Students take part in walkouts nationwide


Students head back into the building after a 17 minute walkout meant to honor each victim of the Parkland tragedy on its one month anniversary. Some chose to demonstrate their views on the event through a mass protest in DC, MCPS students mobilizing with posters and slogans in front of the US Capitol Building. Photo by Beatriz Olivares.

Sam Falb, Senior News Editor

At 10:00 a.m., thousands of students from across the United States walked out of their classrooms and stood outside to honor the lives of the 17 individuals lost in the Parkland tragedy and demonstrate for stricter gun control measures.

MCPS students utilized their unique opportunity to make their intentions known to one of the highest echelons of power in the US: the United States Congress. Participants converged on the National Mall in front of the Capitol Building to make their stand, waving posters, chanting slogans and speaking to media outlets covering the event. Just days before, 7,000 pairs of shoes had been lain on the grass in front of the Capitol Building to represent the number of children reportedly killed by gun violence since the Sandy Hook shooting in 2012 in a similar protest against perceived inaction by the government in regards to gun legislation.

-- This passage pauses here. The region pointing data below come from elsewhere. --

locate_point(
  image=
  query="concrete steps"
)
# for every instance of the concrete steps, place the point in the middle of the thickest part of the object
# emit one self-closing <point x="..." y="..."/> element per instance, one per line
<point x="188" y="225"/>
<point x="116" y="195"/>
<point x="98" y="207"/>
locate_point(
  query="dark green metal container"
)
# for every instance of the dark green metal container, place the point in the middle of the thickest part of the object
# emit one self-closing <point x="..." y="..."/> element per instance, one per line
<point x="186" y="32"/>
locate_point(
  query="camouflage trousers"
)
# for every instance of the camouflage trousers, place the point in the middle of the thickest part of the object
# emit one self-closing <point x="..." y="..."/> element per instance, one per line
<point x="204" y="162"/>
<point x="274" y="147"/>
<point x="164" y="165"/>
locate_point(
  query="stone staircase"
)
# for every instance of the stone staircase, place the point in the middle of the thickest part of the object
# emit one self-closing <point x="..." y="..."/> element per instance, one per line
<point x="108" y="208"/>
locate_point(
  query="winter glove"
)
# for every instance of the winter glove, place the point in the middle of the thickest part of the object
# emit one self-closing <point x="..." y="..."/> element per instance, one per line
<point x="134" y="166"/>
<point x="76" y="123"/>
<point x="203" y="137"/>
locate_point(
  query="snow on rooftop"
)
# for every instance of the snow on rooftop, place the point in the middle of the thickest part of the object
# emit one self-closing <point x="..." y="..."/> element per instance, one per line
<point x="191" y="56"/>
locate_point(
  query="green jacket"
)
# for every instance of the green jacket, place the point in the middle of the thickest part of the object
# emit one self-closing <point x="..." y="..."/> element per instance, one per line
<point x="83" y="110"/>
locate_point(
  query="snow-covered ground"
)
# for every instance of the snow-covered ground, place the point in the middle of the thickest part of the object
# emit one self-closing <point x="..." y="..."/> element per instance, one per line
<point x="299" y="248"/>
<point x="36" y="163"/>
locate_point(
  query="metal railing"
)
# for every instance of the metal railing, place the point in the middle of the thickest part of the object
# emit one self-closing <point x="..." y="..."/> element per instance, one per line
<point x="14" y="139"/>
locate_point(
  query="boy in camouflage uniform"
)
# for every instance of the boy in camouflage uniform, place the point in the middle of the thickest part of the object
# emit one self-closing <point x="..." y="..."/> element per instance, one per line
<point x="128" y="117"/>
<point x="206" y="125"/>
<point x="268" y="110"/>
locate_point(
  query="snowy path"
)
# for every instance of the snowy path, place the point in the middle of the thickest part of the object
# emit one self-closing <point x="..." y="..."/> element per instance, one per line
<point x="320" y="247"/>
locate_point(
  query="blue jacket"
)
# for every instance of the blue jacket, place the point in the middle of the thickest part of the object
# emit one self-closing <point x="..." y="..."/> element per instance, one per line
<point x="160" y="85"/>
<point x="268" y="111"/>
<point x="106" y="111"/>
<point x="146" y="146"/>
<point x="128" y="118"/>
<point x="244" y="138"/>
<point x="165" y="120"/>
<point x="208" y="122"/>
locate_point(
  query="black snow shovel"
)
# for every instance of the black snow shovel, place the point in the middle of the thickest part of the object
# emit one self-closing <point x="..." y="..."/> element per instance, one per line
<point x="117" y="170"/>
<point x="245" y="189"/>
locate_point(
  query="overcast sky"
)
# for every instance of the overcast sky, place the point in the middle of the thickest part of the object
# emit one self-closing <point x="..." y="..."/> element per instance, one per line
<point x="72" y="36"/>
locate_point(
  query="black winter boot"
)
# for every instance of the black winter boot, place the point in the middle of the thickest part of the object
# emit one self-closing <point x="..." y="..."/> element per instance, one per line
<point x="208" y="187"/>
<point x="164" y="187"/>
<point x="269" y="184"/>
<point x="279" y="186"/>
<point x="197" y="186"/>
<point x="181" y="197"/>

“We’ll never have another chance like this in high school and it’s something that we’re really passionate about,” senior Allie Kalik said.

Kalik and friends traveled to DC to express their personal frustrations with the current political climate, which they believe has not done enough to protect students and associated staff in the wake of the mass shootings that have occurred in recent years.

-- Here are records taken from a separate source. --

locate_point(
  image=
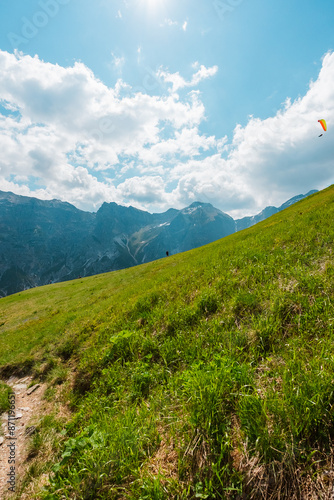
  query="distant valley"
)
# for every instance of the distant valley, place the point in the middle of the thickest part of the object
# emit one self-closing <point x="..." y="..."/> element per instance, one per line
<point x="43" y="242"/>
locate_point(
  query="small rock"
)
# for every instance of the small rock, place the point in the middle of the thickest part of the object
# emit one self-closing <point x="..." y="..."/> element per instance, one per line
<point x="32" y="389"/>
<point x="18" y="387"/>
<point x="30" y="430"/>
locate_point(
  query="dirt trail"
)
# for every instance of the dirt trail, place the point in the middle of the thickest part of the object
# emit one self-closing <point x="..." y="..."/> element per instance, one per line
<point x="17" y="433"/>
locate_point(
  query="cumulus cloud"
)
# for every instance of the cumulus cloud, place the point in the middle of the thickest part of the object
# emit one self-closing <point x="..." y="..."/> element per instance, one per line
<point x="64" y="134"/>
<point x="178" y="82"/>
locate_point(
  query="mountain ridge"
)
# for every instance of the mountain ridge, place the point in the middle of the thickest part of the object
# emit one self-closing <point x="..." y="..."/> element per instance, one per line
<point x="50" y="241"/>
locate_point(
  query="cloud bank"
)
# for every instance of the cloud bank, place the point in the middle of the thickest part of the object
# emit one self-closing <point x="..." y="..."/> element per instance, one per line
<point x="64" y="134"/>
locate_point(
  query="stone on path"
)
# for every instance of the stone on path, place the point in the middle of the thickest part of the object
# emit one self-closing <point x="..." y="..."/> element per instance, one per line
<point x="32" y="389"/>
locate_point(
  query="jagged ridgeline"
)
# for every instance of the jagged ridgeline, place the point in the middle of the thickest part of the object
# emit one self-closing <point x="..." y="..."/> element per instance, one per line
<point x="207" y="374"/>
<point x="43" y="242"/>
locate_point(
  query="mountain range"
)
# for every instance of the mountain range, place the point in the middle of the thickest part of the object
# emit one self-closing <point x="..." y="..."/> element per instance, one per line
<point x="48" y="241"/>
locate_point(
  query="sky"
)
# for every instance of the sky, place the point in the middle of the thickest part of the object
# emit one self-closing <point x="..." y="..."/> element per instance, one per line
<point x="160" y="103"/>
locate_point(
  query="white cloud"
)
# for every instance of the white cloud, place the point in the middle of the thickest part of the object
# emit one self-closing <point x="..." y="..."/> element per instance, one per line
<point x="169" y="22"/>
<point x="178" y="82"/>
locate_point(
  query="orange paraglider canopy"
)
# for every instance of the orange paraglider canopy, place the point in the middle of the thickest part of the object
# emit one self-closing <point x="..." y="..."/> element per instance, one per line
<point x="323" y="124"/>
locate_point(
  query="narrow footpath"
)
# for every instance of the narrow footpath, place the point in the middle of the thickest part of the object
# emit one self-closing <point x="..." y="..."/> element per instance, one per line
<point x="17" y="429"/>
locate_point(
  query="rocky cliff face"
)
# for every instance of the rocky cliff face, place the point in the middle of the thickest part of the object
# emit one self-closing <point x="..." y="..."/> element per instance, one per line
<point x="49" y="241"/>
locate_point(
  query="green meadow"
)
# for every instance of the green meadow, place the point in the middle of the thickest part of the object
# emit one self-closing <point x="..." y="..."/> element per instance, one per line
<point x="204" y="375"/>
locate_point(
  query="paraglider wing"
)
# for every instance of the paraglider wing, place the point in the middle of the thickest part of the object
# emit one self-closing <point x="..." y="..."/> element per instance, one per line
<point x="323" y="124"/>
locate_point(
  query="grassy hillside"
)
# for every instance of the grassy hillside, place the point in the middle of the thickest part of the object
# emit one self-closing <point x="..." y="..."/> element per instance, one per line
<point x="208" y="374"/>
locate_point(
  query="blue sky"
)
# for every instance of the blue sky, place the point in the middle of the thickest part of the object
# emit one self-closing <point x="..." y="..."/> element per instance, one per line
<point x="157" y="103"/>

WJ applied a revised schedule to accomodate the originally planned 17 minute walkout, using a double third period schedule to grant students the opportunity to make their statement without risking an unexcused absence. Participants gathered in the bus loop and took a minute of silence after each victims’ name was read. Counterprotest was noted from students who reportedly viewed an individual in the media center holding a sign reading “Guns don’t kill people, people do.”

Some chose to abstain from any proceedings altogether, their personal views contradicting the aims of the event.

“I don’t necessarily not support [gun control]… I just don’t understand what people are asking for. Is it just a ban on assault rifles? Is it a ban on all guns? If you go against someone with a gun and you don’t have a gun, you’ll lose every time,” senior Melissa Hill said.

Others were more conflicted about the issues at hand.

“Cities with the strictest gun laws in America… Detroit, Chicago, New York, Los Angeles… still have some of the highest crime rates per capita. Restricting firearms from law-abiding citizens won’t necessarily do anything. But I think there should be a change. These kinds of people shouldn’t get [guns] but sadly they do. I think at the end of the day it’s just a lot more complicated than banning them all or not banning anything,” senior Ryan Driscoll said.

Students and their allies will once again have the opportunity to present their arguments at the March For Our Lives on March 24, a national campaign comprised of city-based marches. All will promote the message of stricter gun control legislation. Thousands are expected to attend with celebrities and other influential figures to be in the mix.